Chapter VIII.—Expedition of Lord Wolseley’s to relieve Gordon—Terrible marches in the desert—Battle of Abu-Klea—Colonel Burnaby killed—Awful scenes—The Arabs break the British Square—Victory and march to Mettemmeh.

Chapter IX.—Gordon’s Boats, manned by Sir Charles Wilson, fighting up to Khartoum—Khartoum fallen—Gordon a martyr—Mourning in all lands—Our Queen’s letter of complaint to Gladstone—Gladstone’s reply and vindication—Queen’s letters to Gordon’s sister—Account of the fall of Khartoum—Acceptance by the Queen of Gordon’s Bible.

CHAPTER I.

“There is nothing purer than honesty; nothing sweeter than charity; nothing warmer than love; nothing richer than wisdom; nothing brighter than virtue; nothing more steadfast than faith.”—Bacon.

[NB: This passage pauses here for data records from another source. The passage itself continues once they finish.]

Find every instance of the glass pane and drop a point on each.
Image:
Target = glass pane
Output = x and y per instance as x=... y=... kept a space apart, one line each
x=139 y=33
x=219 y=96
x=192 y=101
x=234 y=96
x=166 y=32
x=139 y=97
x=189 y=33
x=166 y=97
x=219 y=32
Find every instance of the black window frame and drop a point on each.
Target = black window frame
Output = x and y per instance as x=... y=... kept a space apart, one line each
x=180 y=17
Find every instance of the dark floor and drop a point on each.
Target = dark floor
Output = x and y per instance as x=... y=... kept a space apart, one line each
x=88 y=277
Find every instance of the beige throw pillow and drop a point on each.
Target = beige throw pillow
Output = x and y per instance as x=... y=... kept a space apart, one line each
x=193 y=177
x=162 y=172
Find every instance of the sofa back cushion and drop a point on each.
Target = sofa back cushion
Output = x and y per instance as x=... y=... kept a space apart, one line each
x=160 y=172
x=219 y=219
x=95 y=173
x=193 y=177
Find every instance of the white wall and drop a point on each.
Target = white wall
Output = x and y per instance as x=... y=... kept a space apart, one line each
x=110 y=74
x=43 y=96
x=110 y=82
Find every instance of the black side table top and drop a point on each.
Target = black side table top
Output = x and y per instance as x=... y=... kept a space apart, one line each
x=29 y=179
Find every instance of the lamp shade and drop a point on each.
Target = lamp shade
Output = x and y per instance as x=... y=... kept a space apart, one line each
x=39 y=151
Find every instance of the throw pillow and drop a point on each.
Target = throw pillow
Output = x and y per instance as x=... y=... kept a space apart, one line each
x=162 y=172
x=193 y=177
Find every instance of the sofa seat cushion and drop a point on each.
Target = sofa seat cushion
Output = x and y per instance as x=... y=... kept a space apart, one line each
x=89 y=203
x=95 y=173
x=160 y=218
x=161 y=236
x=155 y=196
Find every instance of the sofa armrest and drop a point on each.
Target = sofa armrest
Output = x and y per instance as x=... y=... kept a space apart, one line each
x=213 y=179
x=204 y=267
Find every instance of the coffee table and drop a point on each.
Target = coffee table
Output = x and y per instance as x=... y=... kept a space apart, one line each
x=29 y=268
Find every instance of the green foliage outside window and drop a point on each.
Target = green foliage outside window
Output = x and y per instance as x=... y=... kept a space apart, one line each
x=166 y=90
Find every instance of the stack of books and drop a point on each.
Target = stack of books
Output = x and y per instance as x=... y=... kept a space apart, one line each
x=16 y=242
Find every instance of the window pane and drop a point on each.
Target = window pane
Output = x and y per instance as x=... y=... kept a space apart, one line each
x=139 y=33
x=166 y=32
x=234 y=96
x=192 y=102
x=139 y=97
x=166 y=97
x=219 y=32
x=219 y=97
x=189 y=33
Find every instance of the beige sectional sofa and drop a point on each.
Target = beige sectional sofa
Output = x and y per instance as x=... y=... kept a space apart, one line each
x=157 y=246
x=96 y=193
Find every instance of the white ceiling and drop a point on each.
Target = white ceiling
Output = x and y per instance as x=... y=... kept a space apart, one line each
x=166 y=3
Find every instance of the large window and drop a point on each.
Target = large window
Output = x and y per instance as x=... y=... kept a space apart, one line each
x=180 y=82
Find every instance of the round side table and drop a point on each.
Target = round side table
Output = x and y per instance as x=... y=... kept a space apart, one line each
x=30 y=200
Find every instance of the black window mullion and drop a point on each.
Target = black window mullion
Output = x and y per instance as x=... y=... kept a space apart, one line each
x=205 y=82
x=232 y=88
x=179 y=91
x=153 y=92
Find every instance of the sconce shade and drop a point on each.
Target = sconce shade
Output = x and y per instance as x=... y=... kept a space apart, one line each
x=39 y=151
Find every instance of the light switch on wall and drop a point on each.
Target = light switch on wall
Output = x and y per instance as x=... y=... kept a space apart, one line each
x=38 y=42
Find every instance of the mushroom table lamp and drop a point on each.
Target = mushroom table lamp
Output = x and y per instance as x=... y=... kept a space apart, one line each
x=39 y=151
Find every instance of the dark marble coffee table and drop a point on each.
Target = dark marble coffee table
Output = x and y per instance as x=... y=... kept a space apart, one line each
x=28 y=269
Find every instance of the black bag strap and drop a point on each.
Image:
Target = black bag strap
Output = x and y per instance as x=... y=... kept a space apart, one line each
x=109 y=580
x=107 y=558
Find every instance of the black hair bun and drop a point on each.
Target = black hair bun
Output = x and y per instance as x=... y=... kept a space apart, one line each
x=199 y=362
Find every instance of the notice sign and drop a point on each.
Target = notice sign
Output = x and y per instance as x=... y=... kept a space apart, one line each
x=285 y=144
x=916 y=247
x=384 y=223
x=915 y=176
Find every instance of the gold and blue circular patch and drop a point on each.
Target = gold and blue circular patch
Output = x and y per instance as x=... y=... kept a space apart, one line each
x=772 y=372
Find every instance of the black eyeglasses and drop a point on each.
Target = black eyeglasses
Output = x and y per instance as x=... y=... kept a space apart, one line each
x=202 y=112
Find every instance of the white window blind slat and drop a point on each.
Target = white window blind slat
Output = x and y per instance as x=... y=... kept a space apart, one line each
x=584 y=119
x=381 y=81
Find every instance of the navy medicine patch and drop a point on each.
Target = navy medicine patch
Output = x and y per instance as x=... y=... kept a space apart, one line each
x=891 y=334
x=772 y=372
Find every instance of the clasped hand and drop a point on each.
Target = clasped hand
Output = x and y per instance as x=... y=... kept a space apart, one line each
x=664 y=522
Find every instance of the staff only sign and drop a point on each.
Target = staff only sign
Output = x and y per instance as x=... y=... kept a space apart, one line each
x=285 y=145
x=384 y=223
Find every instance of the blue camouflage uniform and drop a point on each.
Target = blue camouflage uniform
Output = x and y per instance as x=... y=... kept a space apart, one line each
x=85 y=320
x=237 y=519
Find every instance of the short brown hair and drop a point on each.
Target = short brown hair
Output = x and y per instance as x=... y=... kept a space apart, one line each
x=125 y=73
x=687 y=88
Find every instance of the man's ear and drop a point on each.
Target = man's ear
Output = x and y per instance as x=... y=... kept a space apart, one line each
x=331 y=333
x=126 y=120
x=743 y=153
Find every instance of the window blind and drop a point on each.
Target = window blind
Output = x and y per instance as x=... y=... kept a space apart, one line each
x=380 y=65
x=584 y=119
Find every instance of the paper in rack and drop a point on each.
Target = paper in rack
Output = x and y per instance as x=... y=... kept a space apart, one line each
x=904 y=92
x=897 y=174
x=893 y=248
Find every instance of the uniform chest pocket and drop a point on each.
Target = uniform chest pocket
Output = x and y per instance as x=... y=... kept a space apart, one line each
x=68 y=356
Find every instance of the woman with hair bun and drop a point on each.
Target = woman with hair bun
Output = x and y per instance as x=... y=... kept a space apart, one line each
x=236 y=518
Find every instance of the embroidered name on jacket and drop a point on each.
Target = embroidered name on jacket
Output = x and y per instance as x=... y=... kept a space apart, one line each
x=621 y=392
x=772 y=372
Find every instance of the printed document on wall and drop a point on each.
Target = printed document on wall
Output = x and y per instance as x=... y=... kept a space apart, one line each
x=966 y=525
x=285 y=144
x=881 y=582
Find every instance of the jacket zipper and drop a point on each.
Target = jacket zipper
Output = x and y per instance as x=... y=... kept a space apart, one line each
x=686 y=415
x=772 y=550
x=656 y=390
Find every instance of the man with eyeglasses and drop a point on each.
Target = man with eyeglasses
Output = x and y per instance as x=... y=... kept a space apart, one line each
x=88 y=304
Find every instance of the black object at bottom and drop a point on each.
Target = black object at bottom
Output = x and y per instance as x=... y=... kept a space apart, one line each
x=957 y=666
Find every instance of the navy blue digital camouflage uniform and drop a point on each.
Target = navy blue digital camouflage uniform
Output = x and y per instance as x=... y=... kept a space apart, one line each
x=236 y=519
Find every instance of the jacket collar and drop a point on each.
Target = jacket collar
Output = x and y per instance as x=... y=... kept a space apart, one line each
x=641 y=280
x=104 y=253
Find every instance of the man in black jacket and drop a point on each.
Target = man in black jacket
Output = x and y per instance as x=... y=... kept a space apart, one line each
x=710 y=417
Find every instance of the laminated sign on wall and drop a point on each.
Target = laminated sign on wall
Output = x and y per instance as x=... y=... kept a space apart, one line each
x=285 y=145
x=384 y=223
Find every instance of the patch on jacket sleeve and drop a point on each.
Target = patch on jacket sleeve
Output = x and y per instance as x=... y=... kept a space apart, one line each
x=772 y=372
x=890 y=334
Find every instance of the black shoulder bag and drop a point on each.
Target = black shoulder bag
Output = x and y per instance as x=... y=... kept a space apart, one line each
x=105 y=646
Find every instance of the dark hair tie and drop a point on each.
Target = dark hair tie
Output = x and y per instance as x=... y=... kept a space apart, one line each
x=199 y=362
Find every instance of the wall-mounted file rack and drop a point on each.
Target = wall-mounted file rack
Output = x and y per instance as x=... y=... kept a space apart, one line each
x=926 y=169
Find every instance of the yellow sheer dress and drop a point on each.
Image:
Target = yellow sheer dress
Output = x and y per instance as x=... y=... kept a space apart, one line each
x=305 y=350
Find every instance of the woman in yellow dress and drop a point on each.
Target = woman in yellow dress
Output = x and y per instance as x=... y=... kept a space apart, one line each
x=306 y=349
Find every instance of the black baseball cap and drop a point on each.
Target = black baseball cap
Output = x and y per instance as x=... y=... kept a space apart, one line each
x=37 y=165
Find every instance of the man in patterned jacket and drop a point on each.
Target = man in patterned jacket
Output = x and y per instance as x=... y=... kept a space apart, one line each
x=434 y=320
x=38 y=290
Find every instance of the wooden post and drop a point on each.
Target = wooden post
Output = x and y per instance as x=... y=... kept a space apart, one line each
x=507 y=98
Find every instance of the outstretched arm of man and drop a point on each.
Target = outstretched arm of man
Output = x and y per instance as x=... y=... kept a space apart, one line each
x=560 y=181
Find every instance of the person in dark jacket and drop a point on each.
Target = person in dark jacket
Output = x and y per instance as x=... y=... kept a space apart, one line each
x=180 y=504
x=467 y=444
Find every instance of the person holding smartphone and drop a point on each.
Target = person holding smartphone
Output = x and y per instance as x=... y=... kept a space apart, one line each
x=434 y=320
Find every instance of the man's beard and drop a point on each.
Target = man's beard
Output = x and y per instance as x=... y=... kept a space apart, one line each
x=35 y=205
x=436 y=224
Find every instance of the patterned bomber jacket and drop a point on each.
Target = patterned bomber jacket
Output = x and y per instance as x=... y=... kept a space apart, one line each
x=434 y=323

It has been said that the most interesting study for mankind is man; and surely one of the grandest objects for human contemplation, is a noble character; a lofty type of a truly great and good man is humanity’s richest heritage.

The following lines by one of our greatest poets are true—

“Lives of great men all remind us,
We can make our lives sublime,
And departing leave behind us,
Footprints on the sands of time.”

While places and things may have a special or peculiar charm, and indeed may become very interesting, nothing stirs our hearts, or rouses our enthusiasm so much as the study of a noble heroic life, such as that of the uncrowned king,

who is the subject of our story, and whose career of unsullied splendour closed in the year 1885 in the beleaguered capital of that dark sad land, where the White and Blue Nile blend their waters.

“Noble he was contemning all things mean,
His truth unquestioned and his soul severe,
At no man’s question was he e’er dismayed,
Of no man’s presence was he e’er afraid.”